Der Senat vermag zwar nicht, wie das am Betriebsort der Antragstellerin ansässige Verwaltungsgericht dies getan hat, aus eigener Kenntnis zu beurteilen, ob die von der Himbeerbrause der Antragstellerin angesprochenen Verkehrskreise mit der Angabe ihrer Firma und Anschrift auf den Etiketten eine spezielle Wertschätzung verbinden und diese mithin als eine die Kaufentscheidung beeinflussende Herkunftsangabe verstehen. Jedoch gibt es unabhängig davon genügend weitere Anhaltspunkte, die es bei der hier gebotenen summarischen Prüfung als überwiegend wahrscheinlich erscheinen lassen, dass mit der Himbeerbrause der Antragstellerin eine solche spezielle, aus der eigenen Herstellung durch die Antragstellerin folgende Wertschätzung durch ihre Kunden verbunden ist. Denn bevor der Antragstellerin durch die Antragsgegnerin verboten wurde, ihr Brunnenwasser mangels Trinkwasserqualität zur Getränkeherstellung zu nutzen, was Gegenstand eines weiteren Rechtsstreits ist und die Antragstellerin zwang, unter anderem die hier streitige Himbeerbrause ab September 2007 aus der Herstellung einer anderen Brauerei zu beziehen, bezeichnete sie ihre selbst hergestellte Himbeerbrause (damals mit geringfügig veränderter, anders als jetzt noch Zucker enthaltender Rezeptur) zwar nicht auf den Fässern selbst, jedoch auf den in großer Zahl vor allem aus August 2007 vorliegenden Lieferscheinen als " 's Fassbrause". Selbst auf einer vom 5.12.2007 stammenden, von der Antragsgegnerin vorgelegten Sortimentsliste für eine Gaststätte wurde von der Antragstellerin die Bezeichnung " 's Fassbrause (Himbeergeschmack)" verwendet. Dementsprechend wird die Himbeerbrause ausweislich der von der Antragsgegnerin vorgelegten Kopien von Getränkekarten zweier Lokale auch dort als "Rote Fassbrause - Original von " angeboten. Dies macht deutlich, dass die Himbeerbrause der Antragstellerin, die im Übrigen im Internet als die älteste Privatbrauerei auftritt, so dass von einem erheblichen örtlichen Bekanntheitsgrad ausgegangen werden kann, jedenfalls in ihrem örtlichen Einzugsbereich eine spezielle Wertschätzung genießt, welche die Kaufentscheidung und den Verbrauch der von der Antragstellerin hergestellten Himbeerbrause beeinflusst.

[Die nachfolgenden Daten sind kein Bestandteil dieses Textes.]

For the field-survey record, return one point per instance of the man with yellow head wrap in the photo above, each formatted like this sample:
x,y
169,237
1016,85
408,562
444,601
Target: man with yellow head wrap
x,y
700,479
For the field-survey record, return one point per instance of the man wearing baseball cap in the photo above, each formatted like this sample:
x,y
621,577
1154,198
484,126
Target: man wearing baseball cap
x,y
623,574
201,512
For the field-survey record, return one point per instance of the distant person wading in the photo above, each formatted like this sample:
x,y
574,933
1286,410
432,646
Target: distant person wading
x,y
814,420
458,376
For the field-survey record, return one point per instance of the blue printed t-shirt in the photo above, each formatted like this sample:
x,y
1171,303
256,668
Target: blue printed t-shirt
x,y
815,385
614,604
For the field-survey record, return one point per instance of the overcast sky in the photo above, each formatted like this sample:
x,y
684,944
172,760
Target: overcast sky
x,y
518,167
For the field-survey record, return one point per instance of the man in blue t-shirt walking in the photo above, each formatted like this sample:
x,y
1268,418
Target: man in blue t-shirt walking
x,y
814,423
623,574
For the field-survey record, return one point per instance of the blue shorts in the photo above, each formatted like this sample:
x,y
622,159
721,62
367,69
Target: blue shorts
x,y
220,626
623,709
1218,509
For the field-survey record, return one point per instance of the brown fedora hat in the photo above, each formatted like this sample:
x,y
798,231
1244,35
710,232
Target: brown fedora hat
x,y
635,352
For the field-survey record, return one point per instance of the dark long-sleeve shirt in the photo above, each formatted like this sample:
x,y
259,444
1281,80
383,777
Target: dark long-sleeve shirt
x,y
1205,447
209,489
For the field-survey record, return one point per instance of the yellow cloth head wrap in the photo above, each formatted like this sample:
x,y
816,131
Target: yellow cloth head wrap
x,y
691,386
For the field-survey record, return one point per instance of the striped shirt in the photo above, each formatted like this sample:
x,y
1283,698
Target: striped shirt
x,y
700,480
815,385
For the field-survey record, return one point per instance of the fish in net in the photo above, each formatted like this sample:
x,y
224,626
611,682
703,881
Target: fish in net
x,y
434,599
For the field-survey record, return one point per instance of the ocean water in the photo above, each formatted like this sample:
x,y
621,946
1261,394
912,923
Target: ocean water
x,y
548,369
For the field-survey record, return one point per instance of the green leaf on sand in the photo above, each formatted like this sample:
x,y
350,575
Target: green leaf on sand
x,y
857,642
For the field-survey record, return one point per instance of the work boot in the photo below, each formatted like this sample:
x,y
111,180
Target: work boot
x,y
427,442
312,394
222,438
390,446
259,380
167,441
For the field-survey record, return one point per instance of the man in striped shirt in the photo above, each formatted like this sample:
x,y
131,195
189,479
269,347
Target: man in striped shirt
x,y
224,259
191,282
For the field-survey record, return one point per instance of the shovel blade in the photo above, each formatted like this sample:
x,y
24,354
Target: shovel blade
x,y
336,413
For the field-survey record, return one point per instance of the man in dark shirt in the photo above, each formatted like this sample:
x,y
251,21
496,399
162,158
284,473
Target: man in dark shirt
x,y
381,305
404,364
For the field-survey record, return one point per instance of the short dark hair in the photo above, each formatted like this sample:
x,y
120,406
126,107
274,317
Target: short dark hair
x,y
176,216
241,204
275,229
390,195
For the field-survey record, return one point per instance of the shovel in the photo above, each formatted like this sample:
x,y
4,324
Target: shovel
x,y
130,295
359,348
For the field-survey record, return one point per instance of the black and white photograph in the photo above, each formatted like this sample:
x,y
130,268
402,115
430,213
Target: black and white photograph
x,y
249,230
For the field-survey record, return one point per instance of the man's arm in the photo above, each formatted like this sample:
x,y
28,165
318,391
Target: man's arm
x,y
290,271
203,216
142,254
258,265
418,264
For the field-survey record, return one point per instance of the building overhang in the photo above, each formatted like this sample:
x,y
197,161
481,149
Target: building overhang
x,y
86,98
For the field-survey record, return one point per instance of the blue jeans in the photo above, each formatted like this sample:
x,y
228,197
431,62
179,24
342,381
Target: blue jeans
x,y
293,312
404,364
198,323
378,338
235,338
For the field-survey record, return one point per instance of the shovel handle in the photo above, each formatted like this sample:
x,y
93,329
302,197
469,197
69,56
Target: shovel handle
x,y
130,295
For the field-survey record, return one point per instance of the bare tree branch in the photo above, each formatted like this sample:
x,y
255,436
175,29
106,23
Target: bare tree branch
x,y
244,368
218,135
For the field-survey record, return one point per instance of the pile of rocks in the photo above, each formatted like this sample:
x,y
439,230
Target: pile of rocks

Entsprach jedoch bis August 2007 die nach § 3 Abs. 1 Nr. 2 LMKV vorgeschriebene Angabe der Firma und der Anschrift der Antragstellerin auf den Etiketten der tatsächlichen Herkunft der Himbeerbrause und war diese Angabe Grundlage einer speziellen Wertschätzung bei den Abnehmern, ist die unveränderte Beibehaltung dieser Angabe trotz ihrer veränderten Bedeutung (nunmehr statt Hersteller- nur noch Verkäuferangabe) geeignet, über die Herkunft der Himbeerbrause zu täuschen, weil die angesprochenen Verkehrskreise davon ausgehen müssen, weiterhin Himbeerbrause aus der Herstellung der Antragstellerin zu erhalten. In einem solchen Fall ist deshalb der Bedeutungswechsel bei der Angabe im Sinne des § 3 Abs. 1 Nr. 2 LMKV kenntlich zu machen, um eine irreführende Herkunftsangabe gemäß § 11 Abs. 1 Satz 2 Nr. 1 LFGB zu vermeiden.

Sind danach die allein entscheidungstragenden Ausführungen des Verwaltungsgerichts nicht zu beanstanden, kann ebenso wie in erster Instanz dahinstehen, ob zumindest bei zweien der sichergestellten Fässer eine doppelte und schon deshalb irreführende Etikettierung vorliegt, weil die bei den anderen vier Fässern weitgehend unkenntlich gemachten Etiketten am Fassbauch, die noch die alte Rezeptur mit der zusätzlichen Zutat Zucker und abweichenden Mindesthaltbarkeitsdaten aufweisen, bei diesen beiden Fässern im Wesentlichen noch vorhanden sind.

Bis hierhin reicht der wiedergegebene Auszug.